Commercial Rainwater Collection System with Enhancements
Rainwater collection systems are growing in popularity in Central Texas – especially with the recent drought. Texas A&M is predicting that this drought will last another 7 to 10 years so we are investing in rainwater collectors to support our wildlife. The basic unit is a 250 gallon tank which is hooked to a water hose and runs to a watering bowl with a float in it. The basic collection area is approximately 6 feet by 8 feet and collects approximately 1 gallon of water per square foot for each 1 inch of rain. In addition to installing more rainwater collectors, we came up with the idea of simply increasing the collection area on the existing collectors. Rain has been sparse and increasing the amount of rain collected during each rain event has proven to be an inexpensive and valuable approach. IN this case, we tripled the rainwater collection area and increased our collection rate from 48 gallons per inch of rain to well over 120 gallons per inch of rain.
DIY Rainwater Collection System
While there are affordable commercial rainwater collection systems, they aren’t cheap. They cost approximately $750 to build and install. We invented our own with cheap plastic barrels to hold the rainwater and scrap iron. The total dollar cost on this unit was less than $150. However, the labor cost was higher as it required some time to thin, design, engineer, install and tune this system. You can see the float controlled water bowl in the foreground. The three barrels are connected via simple piping and this unit has a 150 gallon capacity. It will be easy to expand the capacity with additional barrels if and when it might be needed.

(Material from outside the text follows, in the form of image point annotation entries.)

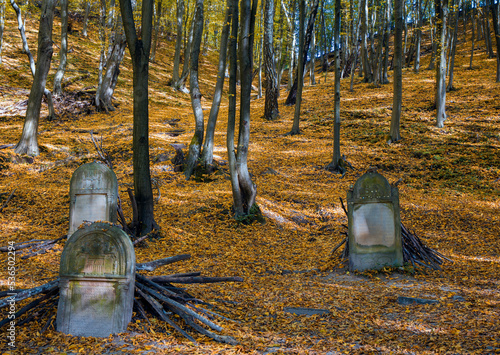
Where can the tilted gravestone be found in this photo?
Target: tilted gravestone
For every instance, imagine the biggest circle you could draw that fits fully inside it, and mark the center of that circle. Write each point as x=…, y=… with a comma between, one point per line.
x=374, y=224
x=93, y=192
x=97, y=276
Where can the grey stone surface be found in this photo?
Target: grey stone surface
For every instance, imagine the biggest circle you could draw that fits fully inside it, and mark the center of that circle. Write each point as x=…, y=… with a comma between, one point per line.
x=412, y=300
x=97, y=275
x=374, y=224
x=93, y=195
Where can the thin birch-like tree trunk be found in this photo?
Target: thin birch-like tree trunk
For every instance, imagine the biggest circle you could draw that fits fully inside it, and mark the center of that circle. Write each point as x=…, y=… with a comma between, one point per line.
x=271, y=110
x=208, y=144
x=28, y=143
x=20, y=26
x=178, y=42
x=194, y=89
x=139, y=52
x=441, y=9
x=63, y=52
x=398, y=72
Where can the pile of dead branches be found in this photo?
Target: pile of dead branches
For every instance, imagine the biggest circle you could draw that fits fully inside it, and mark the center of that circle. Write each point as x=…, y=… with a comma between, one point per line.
x=415, y=252
x=156, y=296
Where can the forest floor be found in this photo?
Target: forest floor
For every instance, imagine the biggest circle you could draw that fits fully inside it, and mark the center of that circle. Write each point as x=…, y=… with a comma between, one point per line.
x=449, y=196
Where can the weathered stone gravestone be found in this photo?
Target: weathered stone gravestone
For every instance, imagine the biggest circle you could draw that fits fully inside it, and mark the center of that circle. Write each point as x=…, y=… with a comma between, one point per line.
x=97, y=276
x=374, y=224
x=93, y=192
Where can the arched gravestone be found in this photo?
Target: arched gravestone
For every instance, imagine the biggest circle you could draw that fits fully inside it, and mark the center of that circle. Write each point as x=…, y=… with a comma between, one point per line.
x=97, y=275
x=93, y=192
x=374, y=224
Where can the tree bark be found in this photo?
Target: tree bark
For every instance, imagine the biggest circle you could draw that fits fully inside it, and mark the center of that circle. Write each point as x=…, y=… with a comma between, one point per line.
x=208, y=145
x=2, y=26
x=178, y=42
x=300, y=71
x=87, y=6
x=453, y=49
x=139, y=52
x=197, y=140
x=28, y=144
x=336, y=163
x=291, y=99
x=20, y=26
x=416, y=67
x=441, y=9
x=398, y=73
x=158, y=15
x=63, y=52
x=271, y=110
x=113, y=62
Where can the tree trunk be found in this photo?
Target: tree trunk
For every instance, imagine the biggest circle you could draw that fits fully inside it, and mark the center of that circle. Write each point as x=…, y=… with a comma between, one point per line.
x=441, y=9
x=300, y=70
x=157, y=29
x=178, y=42
x=271, y=110
x=487, y=36
x=180, y=85
x=364, y=42
x=113, y=62
x=87, y=6
x=291, y=68
x=290, y=100
x=244, y=190
x=28, y=144
x=312, y=78
x=208, y=145
x=2, y=26
x=398, y=72
x=20, y=26
x=63, y=52
x=453, y=50
x=496, y=29
x=336, y=163
x=472, y=39
x=416, y=68
x=139, y=52
x=197, y=141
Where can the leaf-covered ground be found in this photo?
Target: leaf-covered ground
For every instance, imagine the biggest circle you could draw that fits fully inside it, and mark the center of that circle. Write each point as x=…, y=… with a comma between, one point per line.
x=449, y=196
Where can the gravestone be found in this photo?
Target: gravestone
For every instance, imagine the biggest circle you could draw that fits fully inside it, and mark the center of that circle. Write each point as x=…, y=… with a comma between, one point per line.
x=374, y=224
x=97, y=276
x=93, y=195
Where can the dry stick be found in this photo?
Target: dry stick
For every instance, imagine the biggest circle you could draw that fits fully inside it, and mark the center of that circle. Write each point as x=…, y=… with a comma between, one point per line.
x=21, y=245
x=180, y=308
x=161, y=313
x=165, y=291
x=140, y=308
x=135, y=213
x=195, y=279
x=220, y=338
x=8, y=199
x=47, y=325
x=30, y=292
x=152, y=265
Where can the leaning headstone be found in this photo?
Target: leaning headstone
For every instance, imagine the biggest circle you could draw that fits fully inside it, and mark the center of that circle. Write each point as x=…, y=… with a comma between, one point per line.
x=374, y=224
x=97, y=276
x=93, y=195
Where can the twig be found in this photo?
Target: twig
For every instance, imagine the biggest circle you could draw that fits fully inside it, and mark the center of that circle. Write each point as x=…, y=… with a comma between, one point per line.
x=195, y=279
x=152, y=265
x=7, y=201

Seep Muhlie and Underground Water
Seep Muhlie is a plant that occasionally indicates the presence of underground water. Big Muhlie, a larger variety, definitely indicates the presence of an underground spring. We’ve tried water witching or dowsing several times and always get a very positive reading over seep muhlie. Additionally, the soil where seep muhlie grows tends to be heavy with clays which is also a good indicator of either underground water or water holding capability.
What Lies Under Seep Muhlie?
We needed some extra fill dirt for a barn we recently built so we had the contractor take the dirt from underneath a small area where seep muhlie were growing. I was hoping we’d tap right into a flowing spring (not really) but we didn’t find anything except more dry clayish dirt. I’m not done yet as I do believe in the effectiveness of the dowsing rods. Nevertheless, I do think this area has god water holding capacity so we also located the dig near a spot that will have good runoff if and when it does rain.
Summary of Rainwater Collection and Bobwhite Quail Feeder
The Texas drought is drawing to a close. We’ve had a bit of rain recently and the temperatures are cooling off. Too little too late I think and we are doubling down on our support mechanisms for our wildlife. I continue experimenting with my bobwhite quail feeder to reduce the feed loss due to critters. We also continue to invest time and money in rainwater harvesting and collection. It’s going to be a tough winter for the wildlife but early indications are that our current efforts are helping. Our white tail deer population is maturing nicely and we are regularly seeing bobwhite quail near the bobwhite quail feeder, in small groups with babies and in larger coveys.